Groveport’s numbers don’t tell the whole story, said Donis Toler, principal of Groveport Madison High School.

“It’s not as bad as what people think,” he said, because many students, black and white, are repeat offenders.

Some districts are listening to parents’ concerns. Others say they are making changes.

Reynoldsburg schools are actively seeking minority teachers, Assistant Superintendent Steve Dackin said. At Reynoldsburg Junior High, the principal says half the battle is knowing there’s a problem.

“If we sit back and say it’s not an issue, we’re only hurting ourselves,” Principal Tyrone Olverson said. Discipline numbers will be better at the junior high this year, he said. The school has placed more administrators in classrooms and hallways, conducts weekly seminars to talk about students’ concerns and has replaced in-school suspension with a 30-minute “timeout” period to reduce lost class time.

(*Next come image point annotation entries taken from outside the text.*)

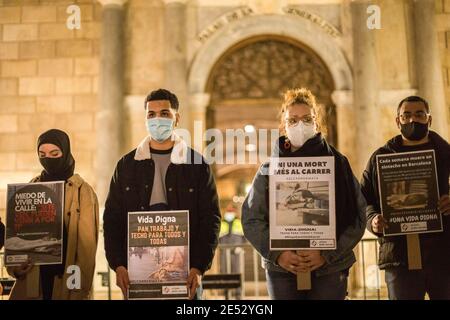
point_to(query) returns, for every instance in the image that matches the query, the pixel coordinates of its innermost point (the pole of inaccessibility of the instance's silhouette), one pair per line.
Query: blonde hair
(302, 96)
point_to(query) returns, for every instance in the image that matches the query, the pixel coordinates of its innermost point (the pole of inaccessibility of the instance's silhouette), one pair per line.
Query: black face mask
(414, 130)
(53, 166)
(56, 168)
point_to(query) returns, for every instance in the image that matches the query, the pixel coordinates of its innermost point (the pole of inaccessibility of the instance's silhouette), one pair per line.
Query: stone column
(110, 113)
(365, 86)
(198, 103)
(175, 64)
(428, 64)
(345, 117)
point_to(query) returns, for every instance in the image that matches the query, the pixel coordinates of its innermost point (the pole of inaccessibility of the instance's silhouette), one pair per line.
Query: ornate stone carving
(266, 68)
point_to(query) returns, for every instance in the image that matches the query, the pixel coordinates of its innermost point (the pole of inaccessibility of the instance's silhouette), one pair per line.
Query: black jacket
(435, 247)
(189, 186)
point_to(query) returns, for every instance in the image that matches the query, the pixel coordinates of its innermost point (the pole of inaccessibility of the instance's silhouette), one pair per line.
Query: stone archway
(245, 87)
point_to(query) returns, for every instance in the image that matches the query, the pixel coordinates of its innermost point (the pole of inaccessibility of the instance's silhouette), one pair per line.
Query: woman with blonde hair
(300, 127)
(80, 229)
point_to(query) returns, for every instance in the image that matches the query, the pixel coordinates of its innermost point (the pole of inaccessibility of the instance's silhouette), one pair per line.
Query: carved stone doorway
(246, 86)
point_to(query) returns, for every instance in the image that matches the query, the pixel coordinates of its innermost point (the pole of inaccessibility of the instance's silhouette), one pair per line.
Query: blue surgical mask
(229, 216)
(160, 129)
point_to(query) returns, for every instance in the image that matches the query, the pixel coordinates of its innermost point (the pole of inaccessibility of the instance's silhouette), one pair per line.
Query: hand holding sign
(444, 205)
(290, 261)
(193, 281)
(310, 259)
(379, 223)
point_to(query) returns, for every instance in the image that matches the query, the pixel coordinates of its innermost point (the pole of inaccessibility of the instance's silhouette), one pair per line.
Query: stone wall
(443, 27)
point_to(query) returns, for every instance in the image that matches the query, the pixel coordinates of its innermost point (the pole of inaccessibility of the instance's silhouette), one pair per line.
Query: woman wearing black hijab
(80, 229)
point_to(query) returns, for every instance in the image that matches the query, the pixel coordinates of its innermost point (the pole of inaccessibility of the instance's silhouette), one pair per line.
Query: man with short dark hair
(413, 119)
(161, 174)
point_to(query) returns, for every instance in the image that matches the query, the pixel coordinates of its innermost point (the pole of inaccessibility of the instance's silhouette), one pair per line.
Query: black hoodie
(435, 247)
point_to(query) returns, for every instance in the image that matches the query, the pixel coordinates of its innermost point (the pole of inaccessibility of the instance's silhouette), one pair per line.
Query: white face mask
(300, 133)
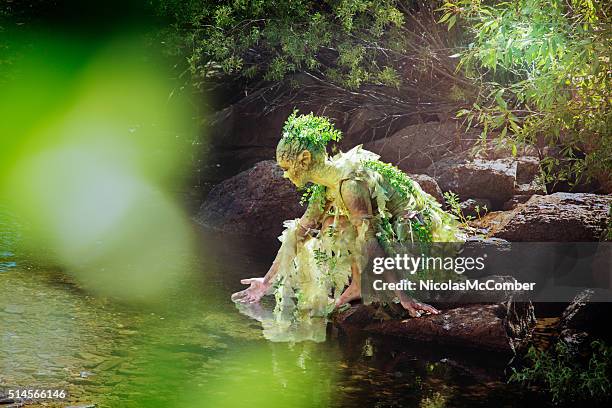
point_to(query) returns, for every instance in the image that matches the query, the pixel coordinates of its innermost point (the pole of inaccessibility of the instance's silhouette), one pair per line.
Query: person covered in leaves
(359, 208)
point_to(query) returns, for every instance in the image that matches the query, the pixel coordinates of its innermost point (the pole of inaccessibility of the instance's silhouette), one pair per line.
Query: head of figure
(301, 152)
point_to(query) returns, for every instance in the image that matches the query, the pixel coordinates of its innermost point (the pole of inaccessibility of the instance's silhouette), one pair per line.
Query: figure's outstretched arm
(310, 221)
(357, 200)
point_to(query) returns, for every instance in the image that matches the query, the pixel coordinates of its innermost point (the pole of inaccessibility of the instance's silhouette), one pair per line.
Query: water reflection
(194, 349)
(285, 328)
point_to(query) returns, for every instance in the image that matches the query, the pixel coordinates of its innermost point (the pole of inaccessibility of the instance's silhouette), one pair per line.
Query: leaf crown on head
(310, 131)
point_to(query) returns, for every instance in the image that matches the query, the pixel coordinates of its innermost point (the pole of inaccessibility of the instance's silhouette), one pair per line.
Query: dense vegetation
(531, 71)
(566, 376)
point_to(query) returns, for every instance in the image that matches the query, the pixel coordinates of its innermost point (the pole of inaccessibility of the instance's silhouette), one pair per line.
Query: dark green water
(193, 348)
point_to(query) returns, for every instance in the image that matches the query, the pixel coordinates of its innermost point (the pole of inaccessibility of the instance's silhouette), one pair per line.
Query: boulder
(475, 207)
(430, 186)
(503, 327)
(254, 202)
(415, 147)
(493, 180)
(585, 319)
(559, 217)
(516, 201)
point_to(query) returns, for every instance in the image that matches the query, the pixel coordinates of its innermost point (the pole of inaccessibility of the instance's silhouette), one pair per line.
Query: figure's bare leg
(413, 307)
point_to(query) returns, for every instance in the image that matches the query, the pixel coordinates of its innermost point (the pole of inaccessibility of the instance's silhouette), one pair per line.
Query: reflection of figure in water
(285, 329)
(358, 208)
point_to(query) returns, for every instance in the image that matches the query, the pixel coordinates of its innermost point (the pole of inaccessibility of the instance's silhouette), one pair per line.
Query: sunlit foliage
(544, 73)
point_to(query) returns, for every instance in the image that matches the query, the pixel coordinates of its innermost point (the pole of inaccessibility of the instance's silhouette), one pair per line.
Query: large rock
(501, 328)
(585, 319)
(430, 186)
(559, 217)
(478, 178)
(415, 147)
(254, 202)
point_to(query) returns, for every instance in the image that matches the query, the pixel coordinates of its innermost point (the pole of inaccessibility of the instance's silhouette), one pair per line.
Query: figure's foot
(253, 293)
(417, 309)
(353, 292)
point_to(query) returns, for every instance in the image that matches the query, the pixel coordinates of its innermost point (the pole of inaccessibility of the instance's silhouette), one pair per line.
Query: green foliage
(543, 68)
(268, 39)
(314, 194)
(394, 176)
(565, 377)
(402, 184)
(310, 131)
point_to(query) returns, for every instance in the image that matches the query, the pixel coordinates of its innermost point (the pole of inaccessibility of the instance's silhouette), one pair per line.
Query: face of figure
(296, 170)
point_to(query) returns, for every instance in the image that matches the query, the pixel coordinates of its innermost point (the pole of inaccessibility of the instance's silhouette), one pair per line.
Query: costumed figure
(359, 208)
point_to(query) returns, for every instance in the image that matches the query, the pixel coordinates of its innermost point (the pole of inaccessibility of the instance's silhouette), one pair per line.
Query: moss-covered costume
(320, 267)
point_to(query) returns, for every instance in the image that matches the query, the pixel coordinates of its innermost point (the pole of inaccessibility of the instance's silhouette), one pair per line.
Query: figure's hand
(417, 309)
(253, 293)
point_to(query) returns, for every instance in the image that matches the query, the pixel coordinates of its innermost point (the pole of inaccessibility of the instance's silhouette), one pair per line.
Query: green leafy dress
(315, 270)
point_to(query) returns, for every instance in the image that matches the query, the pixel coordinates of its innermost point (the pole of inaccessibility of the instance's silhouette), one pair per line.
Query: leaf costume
(319, 267)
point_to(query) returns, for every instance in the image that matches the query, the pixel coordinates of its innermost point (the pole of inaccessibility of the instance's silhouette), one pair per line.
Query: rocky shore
(500, 192)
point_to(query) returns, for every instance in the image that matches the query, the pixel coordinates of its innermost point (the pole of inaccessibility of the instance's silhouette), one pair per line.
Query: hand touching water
(253, 293)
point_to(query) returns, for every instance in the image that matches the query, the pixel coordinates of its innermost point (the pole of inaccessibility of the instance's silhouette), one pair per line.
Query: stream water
(193, 348)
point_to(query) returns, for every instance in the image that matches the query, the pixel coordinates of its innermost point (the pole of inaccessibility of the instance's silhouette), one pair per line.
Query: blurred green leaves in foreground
(94, 146)
(92, 149)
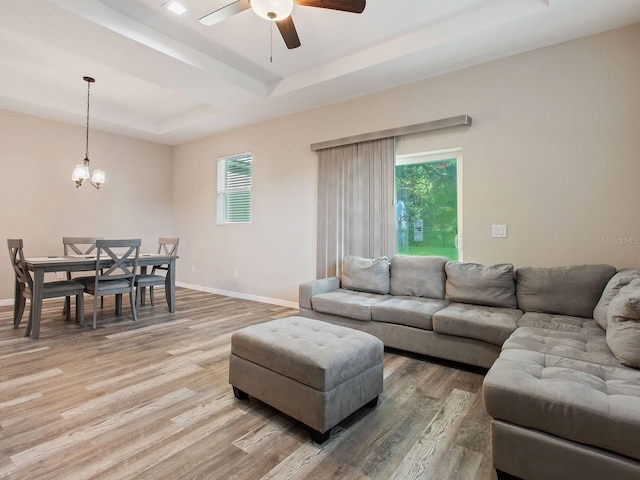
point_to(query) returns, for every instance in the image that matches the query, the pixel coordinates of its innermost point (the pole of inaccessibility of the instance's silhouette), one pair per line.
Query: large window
(233, 204)
(427, 206)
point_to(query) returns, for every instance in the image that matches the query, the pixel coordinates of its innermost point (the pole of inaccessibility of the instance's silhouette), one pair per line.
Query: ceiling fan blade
(225, 12)
(353, 6)
(288, 32)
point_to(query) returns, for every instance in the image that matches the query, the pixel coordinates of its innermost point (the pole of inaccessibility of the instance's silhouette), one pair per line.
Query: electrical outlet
(499, 231)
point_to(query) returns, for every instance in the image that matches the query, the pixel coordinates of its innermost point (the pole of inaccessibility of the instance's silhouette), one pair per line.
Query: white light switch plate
(499, 231)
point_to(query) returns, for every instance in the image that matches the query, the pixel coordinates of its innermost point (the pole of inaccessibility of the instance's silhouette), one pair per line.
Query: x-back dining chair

Cartledge said losing time in the classroom doesn’t help children, especially those already at risk of falling behind.

“One of the things I think is so important is for schools to understand that the strategies they use for disciplining children actually seem to make the problems worse, rather than better,” she said.

That’s one of the reasons Olverson said he’s willing to take on a problem that other school officials haven’t.

“It’s nothing to be shameful about. There’s no shame, no blame. We admit to our issues. These are our challenges.”